Oooh so your going to claim all those live recorded massacres are mad up to? Why dont you guys snap out of the mentality of everything what the West says or do is a lie or is bad. This has nothing to do with FOX news, This is something where the People of the Country wants freedom and rights and an Regime that is upressing them and massacring to only keep power for no purpose. Wake up already...

Please answer this and we will discuss

I have put the post below on a number of threads and on no occasion has anyone rebutted anything I have stated and as far as I am concerned it stands:

I have heard the argument about human rights and killings going on in Syria but quite frankly it is very difficult in the fog of civil war or any war to actually get to the truth of the matter.

Let me tell you why I would be more than reluctant to support anyone in Syria

If it is a true revolution and even a significant minority wish to come out on the streets a country is ungovernable. Lets take the example of Pakistan. Our population is reputed to be 180 million people. If just 20% of the people decide that they want to come out on the streets that would be be 36 million. We have one of the largest standing armies in the world, we have our blessed ISI we have nukes. Even with these forces and nukes what could our army do??? Use nukes on our own people?? That would be the end. You will note it does not even require a majority to come on the streets. In practical terms the overwhelming number of people want to have security, a roof on their head and food on the table and could not give a monkey's who runs the country.
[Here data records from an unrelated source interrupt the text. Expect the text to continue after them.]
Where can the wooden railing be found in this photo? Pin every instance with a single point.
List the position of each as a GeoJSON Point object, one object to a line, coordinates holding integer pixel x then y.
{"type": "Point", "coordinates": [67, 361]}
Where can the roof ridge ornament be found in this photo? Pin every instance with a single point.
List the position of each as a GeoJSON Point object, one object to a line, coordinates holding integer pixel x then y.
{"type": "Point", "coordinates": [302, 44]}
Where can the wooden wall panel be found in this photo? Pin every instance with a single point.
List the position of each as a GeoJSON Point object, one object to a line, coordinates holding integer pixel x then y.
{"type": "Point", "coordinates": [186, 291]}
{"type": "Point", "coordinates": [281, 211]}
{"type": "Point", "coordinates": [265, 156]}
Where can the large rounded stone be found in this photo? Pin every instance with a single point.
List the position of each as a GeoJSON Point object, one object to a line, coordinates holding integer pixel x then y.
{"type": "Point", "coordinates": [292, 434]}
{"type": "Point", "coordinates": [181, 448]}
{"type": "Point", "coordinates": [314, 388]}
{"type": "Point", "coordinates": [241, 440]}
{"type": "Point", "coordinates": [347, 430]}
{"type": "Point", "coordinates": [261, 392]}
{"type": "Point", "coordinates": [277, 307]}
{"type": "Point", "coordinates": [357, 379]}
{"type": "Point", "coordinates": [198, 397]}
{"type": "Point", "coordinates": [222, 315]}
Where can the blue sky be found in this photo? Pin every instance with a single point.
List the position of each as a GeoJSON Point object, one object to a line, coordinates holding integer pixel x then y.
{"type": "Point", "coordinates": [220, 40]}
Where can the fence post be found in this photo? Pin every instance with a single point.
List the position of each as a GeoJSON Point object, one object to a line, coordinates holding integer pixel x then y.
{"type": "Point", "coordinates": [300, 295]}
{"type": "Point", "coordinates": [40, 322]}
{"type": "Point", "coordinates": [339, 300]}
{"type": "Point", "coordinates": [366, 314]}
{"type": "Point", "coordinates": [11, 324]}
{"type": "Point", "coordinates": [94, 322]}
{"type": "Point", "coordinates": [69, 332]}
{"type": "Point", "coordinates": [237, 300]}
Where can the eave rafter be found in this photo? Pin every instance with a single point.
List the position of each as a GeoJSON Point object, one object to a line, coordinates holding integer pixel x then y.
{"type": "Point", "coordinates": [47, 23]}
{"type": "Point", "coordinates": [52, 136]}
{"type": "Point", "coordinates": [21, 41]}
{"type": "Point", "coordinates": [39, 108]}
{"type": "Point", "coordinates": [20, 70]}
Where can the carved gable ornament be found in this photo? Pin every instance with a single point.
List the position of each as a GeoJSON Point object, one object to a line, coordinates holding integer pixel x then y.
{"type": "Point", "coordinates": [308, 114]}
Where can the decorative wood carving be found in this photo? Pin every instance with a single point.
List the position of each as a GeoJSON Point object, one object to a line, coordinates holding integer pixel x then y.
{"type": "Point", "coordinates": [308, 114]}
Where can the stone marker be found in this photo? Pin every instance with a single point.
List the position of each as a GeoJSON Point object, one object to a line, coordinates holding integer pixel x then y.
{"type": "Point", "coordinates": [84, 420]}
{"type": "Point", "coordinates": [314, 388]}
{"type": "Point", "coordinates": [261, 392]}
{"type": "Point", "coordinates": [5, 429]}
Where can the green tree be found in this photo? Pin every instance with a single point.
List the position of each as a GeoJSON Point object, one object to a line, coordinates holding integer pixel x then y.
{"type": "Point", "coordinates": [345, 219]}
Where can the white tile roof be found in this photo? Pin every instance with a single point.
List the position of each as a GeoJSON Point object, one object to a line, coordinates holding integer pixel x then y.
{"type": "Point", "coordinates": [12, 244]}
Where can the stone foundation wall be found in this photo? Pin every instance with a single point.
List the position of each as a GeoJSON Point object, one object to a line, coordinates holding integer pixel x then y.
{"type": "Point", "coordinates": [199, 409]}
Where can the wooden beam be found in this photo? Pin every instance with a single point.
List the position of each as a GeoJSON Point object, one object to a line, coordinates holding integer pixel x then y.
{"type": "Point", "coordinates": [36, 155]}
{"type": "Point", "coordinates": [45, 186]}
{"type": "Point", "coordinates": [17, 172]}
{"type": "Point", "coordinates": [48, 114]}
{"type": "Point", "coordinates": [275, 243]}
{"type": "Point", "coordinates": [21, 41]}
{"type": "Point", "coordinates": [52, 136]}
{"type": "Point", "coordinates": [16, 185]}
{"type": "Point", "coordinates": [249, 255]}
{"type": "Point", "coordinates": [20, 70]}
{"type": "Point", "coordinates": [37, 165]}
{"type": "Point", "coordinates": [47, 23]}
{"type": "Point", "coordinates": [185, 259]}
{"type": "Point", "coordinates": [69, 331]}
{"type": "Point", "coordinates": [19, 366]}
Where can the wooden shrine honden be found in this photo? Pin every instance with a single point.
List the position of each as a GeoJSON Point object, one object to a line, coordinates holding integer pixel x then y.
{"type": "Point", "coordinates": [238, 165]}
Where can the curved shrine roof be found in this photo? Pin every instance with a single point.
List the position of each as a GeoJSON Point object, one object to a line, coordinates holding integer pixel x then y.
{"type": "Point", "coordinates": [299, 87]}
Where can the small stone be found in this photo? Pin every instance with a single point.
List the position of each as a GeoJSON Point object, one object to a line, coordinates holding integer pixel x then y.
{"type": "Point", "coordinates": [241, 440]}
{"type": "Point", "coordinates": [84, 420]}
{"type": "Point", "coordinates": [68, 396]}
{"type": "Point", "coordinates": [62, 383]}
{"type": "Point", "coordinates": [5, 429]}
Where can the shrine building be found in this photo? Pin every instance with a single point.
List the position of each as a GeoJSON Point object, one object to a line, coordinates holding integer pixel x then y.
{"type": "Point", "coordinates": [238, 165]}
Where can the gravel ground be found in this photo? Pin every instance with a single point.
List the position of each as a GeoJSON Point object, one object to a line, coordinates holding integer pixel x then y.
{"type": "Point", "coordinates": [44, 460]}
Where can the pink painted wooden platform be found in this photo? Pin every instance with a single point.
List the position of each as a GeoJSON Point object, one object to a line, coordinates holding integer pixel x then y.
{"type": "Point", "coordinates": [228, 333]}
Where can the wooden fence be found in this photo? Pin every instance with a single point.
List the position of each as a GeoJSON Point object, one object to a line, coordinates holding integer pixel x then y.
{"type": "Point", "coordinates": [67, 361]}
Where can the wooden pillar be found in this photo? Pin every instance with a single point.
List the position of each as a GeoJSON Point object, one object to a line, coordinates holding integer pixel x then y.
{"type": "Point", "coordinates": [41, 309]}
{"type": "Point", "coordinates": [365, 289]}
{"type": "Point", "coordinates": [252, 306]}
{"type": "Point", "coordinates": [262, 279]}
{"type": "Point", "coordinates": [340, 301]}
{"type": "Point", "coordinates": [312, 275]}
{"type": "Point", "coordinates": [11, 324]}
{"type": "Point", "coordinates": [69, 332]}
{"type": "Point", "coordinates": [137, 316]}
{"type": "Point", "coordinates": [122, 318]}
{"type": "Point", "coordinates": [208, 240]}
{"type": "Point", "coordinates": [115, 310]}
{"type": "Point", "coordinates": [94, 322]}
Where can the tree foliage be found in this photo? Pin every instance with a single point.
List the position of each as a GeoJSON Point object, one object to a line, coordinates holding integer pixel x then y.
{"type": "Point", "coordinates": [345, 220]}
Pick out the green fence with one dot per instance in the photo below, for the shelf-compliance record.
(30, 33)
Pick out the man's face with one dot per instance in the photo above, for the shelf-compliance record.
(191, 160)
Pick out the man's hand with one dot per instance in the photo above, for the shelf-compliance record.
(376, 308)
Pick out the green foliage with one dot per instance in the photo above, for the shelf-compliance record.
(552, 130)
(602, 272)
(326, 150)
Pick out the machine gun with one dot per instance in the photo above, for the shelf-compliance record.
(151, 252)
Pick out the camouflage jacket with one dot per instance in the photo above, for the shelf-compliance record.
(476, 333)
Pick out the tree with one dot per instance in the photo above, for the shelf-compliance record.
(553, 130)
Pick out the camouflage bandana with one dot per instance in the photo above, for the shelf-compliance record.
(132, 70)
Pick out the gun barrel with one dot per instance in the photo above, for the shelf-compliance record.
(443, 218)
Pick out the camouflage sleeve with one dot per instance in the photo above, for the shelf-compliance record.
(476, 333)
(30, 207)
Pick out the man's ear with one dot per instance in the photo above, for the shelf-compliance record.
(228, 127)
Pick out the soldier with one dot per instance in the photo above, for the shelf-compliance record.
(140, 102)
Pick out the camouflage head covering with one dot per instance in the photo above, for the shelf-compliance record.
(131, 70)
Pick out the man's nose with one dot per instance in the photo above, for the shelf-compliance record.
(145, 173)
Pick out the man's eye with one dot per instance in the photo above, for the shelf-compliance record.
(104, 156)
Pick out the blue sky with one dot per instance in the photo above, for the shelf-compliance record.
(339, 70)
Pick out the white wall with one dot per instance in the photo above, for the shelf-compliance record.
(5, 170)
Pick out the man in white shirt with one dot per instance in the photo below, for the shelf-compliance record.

Now lets take the example of Libya-The rebels or whatever you want to call them could barely get out of Benghazi even though they were being funded and armed by third parties from outside the country. I am off the firm opinion in hindsight that Gaddaffi was less than wise because I think it is likely he would have done relatively well in any election and he should have attempted to legitamise his rule.

Had it not been for Nato's role in my opinion it is doubtful that the rebels could have succeeded.

Even after intervention we have a very unstable Libya wwith west stealing oil

Now lets look at UK and US in recent months we have had riots and civil disobedience. These disturbances have been dismissed as the actions of criminals and undesirables. If a foreign power was to lets say start supplying weapons and moral support these so called criminals and undesirables what could or would happen??

One mans rebel is another man's criminal and undesirable.

Who decides what the majority in a country wants in Syria?? Who decides that Assad is a dictator and must be removed whilst at the same time ignoring what is happening in Bahrain?? Who decides when to support dissident voices in a country. I mean every country has voices that don't agree with their government.

I could go on but you might get bored but you get the picture I hope.

The best we can do is pray for and hope is that the Syrian people themselves decide with as little bloodshed as possible a conclusion to the unrest.